Zum Inhalt der Seite

Covid-19 und Arbeitsrecht

Das Fürstentum Liechtenstein befindet sich – wie die meisten europäischen Länder – seit einiger Zeit im Ausnahmezustand. Aufgrund der „Coronakrise“ kommt das öffentliche Leben zum Stillstand. Die Regierung des Fürstentums hat in den letzten Tagen immer wieder neue drastische Massnahmen erlassen, welche die Liechtensteiner Bevölkerung und auch viele PendlerInnen ganz unterschiedlich betreffen und vor allem in arbeitsrechtlichen Angelegenheiten verunsichern. In diesem Beitrag setzen wir uns in diesem Zusammenhang mit diversen Fragen auseinander.

Lohnfortzahlung allgemein

Grundsätzlich erhält ein Arbeitnehmer nur dann den vereinbarten Lohn, wenn er auch die vereinbarte Arbeitsleistung erbringt. Ausnahmen von diesem Grundsatz gibt es bei Annahmeverzug des Arbeitgebers – also wenn die Arbeit aus Gründen, die in der Sphäre des Arbeitgebers liegen nicht geleistet werden kann – und unter gewissen Umständen auch bei Verhinderung des Arbeitnehmers, so z.B. wenn dieser erkrankt.

Schliesst der Arbeitgeber seinen Betrieb aus eigenem Anlass, weil er bspw. Angst vor der Pandemie hat, so ist er zur Lohnfortzahlung verpflichtet. Die Arbeitnehmer schulden keine Nachleistungspflicht der Arbeitszeit (ausser bei sehr kurzen Betriebsschliessungen). Der Arbeitnehmer muss sich aber auf den Lohn anrechnen lassen, was er wegen Verhinderung an der Arbeitsleistung erspart oder durch anderweitige Arbeit erworben oder zu erwerben absichtlich unterlassen hat

Gleiches gilt grundsätzlich bei der Schliessung eines Betriebs aufgrund behördlicher Anweisung, auch wenn dies den Arbeitgeber stark belasten kann. Der Arbeitnehmer kann allerdings auf Grund seiner Treuepflicht unter Umständen dazu verpflichtet werden die „verpassten“ Arbeitszeiten nachzuholen.
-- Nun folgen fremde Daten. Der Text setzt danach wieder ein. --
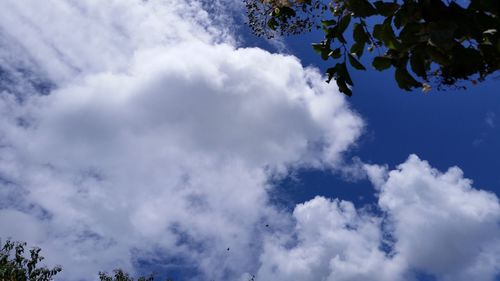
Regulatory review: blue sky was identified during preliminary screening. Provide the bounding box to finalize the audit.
[0,0,500,281]
[272,27,500,208]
Bleibt jedoch der Arbeitnehmer ohne offizielle behördliche Anweisung der Arbeit bspw. aus Angst vor einer Ansteckung fern, handelt es sich in diesem Falle um eine unbegründete Arbeitsverweigerung. Der Arbeitnehmer hat dann keinen Anspruch auf Lohnfortzahlung des Arbeitgebers, bei anhaltender Verweigerung kann der Arbeitgeber gar die fristlose Kündigung aussprechen.

Krankheit und Lohnfortzahlung

Wird der Arbeitnehmer krank und kann deshalb seine Arbeitsleistung nicht erbringen, hat ihm der Arbeitgeber (grundsätzlich) für eine gewisse Zeit den Lohn weiterzubezahlen, sofern das Arbeitsverhältnis mehr als drei Monate gedauert hat oder für mehr als drei Monate eingegangen ist. Die Dauer der Lohnfortzahlung hängt von der Anzahl der Dienstjahre des Arbeitgebers ab. Dies gilt auch bei einer Erkrankung des Arbeitnehmers an COVID-19.
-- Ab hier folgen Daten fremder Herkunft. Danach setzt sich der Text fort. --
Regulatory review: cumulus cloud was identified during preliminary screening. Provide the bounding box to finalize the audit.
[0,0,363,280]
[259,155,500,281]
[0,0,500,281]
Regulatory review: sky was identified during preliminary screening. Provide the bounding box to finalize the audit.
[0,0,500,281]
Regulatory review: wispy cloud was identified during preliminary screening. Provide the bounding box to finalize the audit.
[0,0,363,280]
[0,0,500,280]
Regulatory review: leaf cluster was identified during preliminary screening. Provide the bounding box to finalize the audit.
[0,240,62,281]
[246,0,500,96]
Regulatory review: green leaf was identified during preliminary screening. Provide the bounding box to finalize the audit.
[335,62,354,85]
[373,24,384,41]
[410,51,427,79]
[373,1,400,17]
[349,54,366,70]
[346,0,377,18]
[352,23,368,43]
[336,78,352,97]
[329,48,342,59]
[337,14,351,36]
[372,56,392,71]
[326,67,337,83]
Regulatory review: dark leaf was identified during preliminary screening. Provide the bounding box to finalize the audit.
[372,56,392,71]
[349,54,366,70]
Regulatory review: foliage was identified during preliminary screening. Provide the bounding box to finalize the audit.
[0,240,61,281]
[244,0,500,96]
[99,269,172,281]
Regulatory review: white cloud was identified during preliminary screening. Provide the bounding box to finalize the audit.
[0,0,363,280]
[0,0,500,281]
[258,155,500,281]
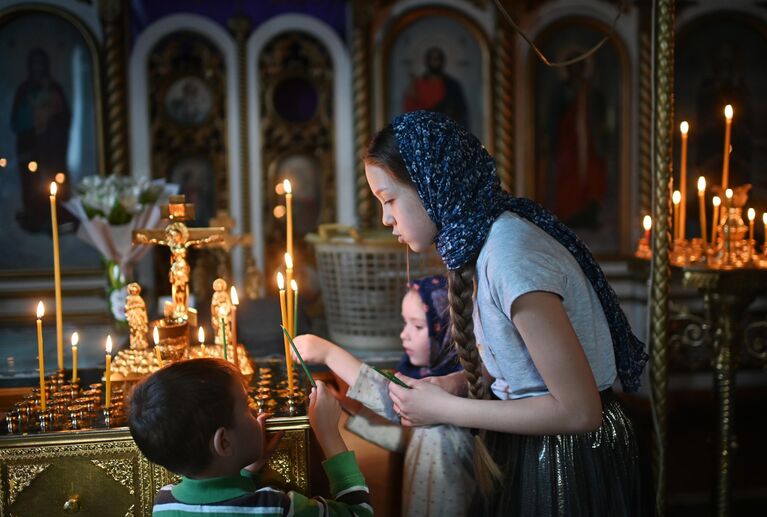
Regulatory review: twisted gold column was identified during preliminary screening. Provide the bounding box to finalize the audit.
[650,0,674,517]
[352,2,375,228]
[98,0,130,174]
[493,16,514,192]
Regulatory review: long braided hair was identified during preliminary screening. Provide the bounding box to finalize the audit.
[364,125,502,495]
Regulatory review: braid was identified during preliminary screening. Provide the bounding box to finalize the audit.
[447,259,503,498]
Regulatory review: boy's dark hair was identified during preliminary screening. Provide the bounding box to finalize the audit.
[128,358,243,475]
Da in Liechtenstein (grundsätzlich) jeder Arbeitgeber für seine Arbeitnehmer obligatorisch eine Krankentaggeldversicherung abschliessen muss, übernimmt die Versicherung nach einer gewissen Wartefrist das Krankengeld, wobei dadurch mindestens 80% des Lohnes gedeckt sein müssen.

Betreuungsaufgaben und Lohnfortzahlung

Der Arbeitgeber ist verpflichtet, einem Elternteil gegen Vorlage eines ärztlichen Zeugnisses die zur Betreuung kranker Kinder erforderliche Zeit im Umfang bis zu 3 Tagen pro Krankheitsfall frei zu geben. Unter Umständen kann ein Arbeitnehmer aber auch länger von der Arbeit befreit werden, wenn dies aus medizinischen Gründen gerechtfertigt ist. Die Eltern haben sich allerdings zu bemühen, weitere Absenzen bei geeigneter Organisation zu verhindern. Das gleiche gilt im Grundsatz auch für die Pflege/Betreuung anderer kranker Angehöriger.
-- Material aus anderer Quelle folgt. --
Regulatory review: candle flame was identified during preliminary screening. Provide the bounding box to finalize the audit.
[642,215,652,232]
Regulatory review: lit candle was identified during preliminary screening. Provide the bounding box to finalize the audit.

Ist der Arbeitnehmer aufgrund von Schulschliessungen unverschuldet an der Arbeitsleistung verhindert, weil ihn eine gesetzliche Pflicht zur Betreuung seiner (auch gesunden) Kinder trifft, muss ihm der Arbeitgeber während eines beschränkten Zeitraumes den Lohn weiter entrichten. Die Eltern haben sich allerdings zu bemühen, weitere Absenzen bei geeigneter Organisation zu verhindern.

(Bezüglich Kinderbetreuung aufgrund von Schulschliessungen ist anzumerken, dass in der Lehre und Rechtsprechung Uneinigkeit über die Pflicht zur Lohnfortzahlung besteht. Das Arbeitsgericht Zürich hat im Jahr 2010 im Zusammenhang mit der Schweinegrippe entschieden, dass im Fall einer Schulschliessung zur Verhinderung der Ausbreitung des Virus kein Fall von persönlicher Arbeitsverhinderung des Arbeitnehmers vorliege und deshalb eine Lohnfortzahlungspflicht verneint.)

Überstunden

Aufgrund der derzeitigen Situation rund um COVID-19 ist es denkbar, dass in Betrieben Arbeitskräfte ausfallen und der Arbeitgeber darauf angewiesen ist, dass andere Mitarbeiter Überstunden leisten.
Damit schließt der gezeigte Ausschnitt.